Les dimensions des Paysannes d’Andorre sont celles d’une œuvre d’atelier que l’artiste a dessinée, probablement à partir d’esquisses prises sur le vif adaptées aux modèles pompéiens et aux masques romans. Pour Picasso, le modèle de base est la reproduction que P. Gusman fait de la fresque intitulée Le repas (FIG 2) dont Picasso avait déjà tiré le modèle masculin dans Le Harem. Picasso s’inspira de la figure féminine principale de la fresque pour la jeune Andorrane de droite : les mouvements des bras, des mains, le couvre-chef, les boucles qui en sortent, le dessin du visage, l’impassibilité, l’ombre, le trait et la disproportion qui s’établit entre cette figure et la femme à gauche. Il conserve également le contraste entre la frontalité de la figure à droite et l’angle de celle de gauche, avec ses bras placés plus bas, en remplaçant la petite boîte par un éventail. Le visage de la figure la plus petite, moins clair dans l’original, est redéfini par Picasso. L’artiste lui conserve l’expression qu’elle a dans la fresque, ainsi que l’ombre et le couvre-chef, mais la structure est celle d’un masque roman. Dans Femme habillée et femme nue (Metropolitan, N.Y.), Fig  46 Picasso garde l’opposition entre nu et habillé de l’original pompéien. Femme jeune debout ( fig  47 ) et Femme à l’éventail, ( fig  48)  de format réduit et d’exécution rapide, pourraient être des esquisses préparatoires. Si l’on compare ces esquisses avec les Paysannes d’Andorre, on remarque le traitement soigné de l’artiste dans ces dernières. Le trait est délicat, lent, presque affectueux, créant une impression de calme. Elles ont la rigidité de la statuaire classique. Les esquisses représentent des femmes ordinaires tandis que Les paysannes sont plus proches de la dignité des portraits divinisés de Fernande.

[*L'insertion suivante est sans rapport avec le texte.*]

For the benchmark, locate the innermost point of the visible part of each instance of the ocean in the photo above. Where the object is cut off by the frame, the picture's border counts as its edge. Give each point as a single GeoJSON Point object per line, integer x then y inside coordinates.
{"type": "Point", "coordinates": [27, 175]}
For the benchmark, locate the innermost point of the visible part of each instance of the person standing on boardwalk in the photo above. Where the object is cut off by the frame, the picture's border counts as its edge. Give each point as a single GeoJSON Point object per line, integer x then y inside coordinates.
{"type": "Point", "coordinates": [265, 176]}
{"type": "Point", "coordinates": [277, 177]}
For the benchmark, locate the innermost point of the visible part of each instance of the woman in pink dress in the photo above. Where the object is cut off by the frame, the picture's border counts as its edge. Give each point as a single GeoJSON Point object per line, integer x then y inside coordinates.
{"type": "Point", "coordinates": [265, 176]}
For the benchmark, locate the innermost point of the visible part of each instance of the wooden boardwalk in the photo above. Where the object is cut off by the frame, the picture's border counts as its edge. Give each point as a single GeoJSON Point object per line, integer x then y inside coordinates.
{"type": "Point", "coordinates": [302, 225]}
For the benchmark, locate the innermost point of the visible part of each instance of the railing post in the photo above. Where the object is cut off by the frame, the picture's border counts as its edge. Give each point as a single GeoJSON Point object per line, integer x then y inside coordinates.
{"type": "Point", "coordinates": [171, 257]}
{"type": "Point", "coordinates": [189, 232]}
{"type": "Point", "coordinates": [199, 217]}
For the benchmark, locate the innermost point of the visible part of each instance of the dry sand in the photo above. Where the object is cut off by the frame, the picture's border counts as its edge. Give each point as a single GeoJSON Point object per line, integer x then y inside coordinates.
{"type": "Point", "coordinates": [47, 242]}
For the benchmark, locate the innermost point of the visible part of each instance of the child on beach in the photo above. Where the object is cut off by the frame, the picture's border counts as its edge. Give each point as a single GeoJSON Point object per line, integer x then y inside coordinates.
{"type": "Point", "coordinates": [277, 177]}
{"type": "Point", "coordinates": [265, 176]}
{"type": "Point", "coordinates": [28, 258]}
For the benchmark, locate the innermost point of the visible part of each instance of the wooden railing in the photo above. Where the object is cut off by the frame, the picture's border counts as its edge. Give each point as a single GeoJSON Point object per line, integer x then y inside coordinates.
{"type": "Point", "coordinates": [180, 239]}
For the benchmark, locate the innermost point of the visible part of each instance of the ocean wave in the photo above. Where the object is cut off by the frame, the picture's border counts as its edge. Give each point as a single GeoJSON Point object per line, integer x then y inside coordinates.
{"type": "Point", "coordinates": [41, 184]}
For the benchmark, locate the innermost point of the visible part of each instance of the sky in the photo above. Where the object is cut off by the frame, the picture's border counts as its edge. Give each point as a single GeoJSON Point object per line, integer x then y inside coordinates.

L’artiste a étudié la posture, le mouvement de leurs bras, de leurs doigts, de leurs têtes, de leurs cheveux… Il a étudié l’effet de composition des espaces vides et des pleins qui se forment au centre, l’équilibre entre les mouvements des mains, et la ligne du col des vestes. L’art de Picasso transforme des montagnardes simples en figures hiératiques, distantes du spectateur, mais affectueuses entre elles. Elles pourraient être mère (la plus petite) et fille (la plus grande). Leurs regards semblent tournés plus vers l’intérieur que vers l’extérieur, elles sont réservées, mystérieuses.

Leurs visages ovales, leurs nez droits et leurs figures fines sont aussi caractéristiques des femmes de ces montagnes, d’Andorre, du Pallars, de Gósol… Leurs vêtements sont les habits de fête typiques que possédaient même les plus pauvres126. Elles semblent s’être habillées pour aller danser127. Les bijoux se limitent à deux broches et l’une d’elles portent des boucles d’oreille. L’éventail se détache dans ce contexte d’austérité, en particulier car il ne figurait généralement pas dans les possessions des femmes de montagne128. C’est un détail qui est passé inaperçu puisqu’il a été considéré comme propre à la femme Espagnole en général, sans tenir compte du fait que dans les villages de montagne, en Catalogne ou en Andorre, les femmes n’avaient pas d’éventail129. L’éventail est ici aussi forcé que le geste du bras de la femme, qui le place au milieu du dessin. Dans Paysannes d’Andorre, Picasso a placé l’éventail, qu’il avait donné discrètement à la jeune femme du Couple, ( Fig 49 ) au centre de la composition. Rappelons que dans l’original pompéien était représentée une petite boîte, et non pas un éventail. Pour une raison quelconque, Picasso accorde une importance à cet objet qui, comme nous l’avons mentionné, est déplacé.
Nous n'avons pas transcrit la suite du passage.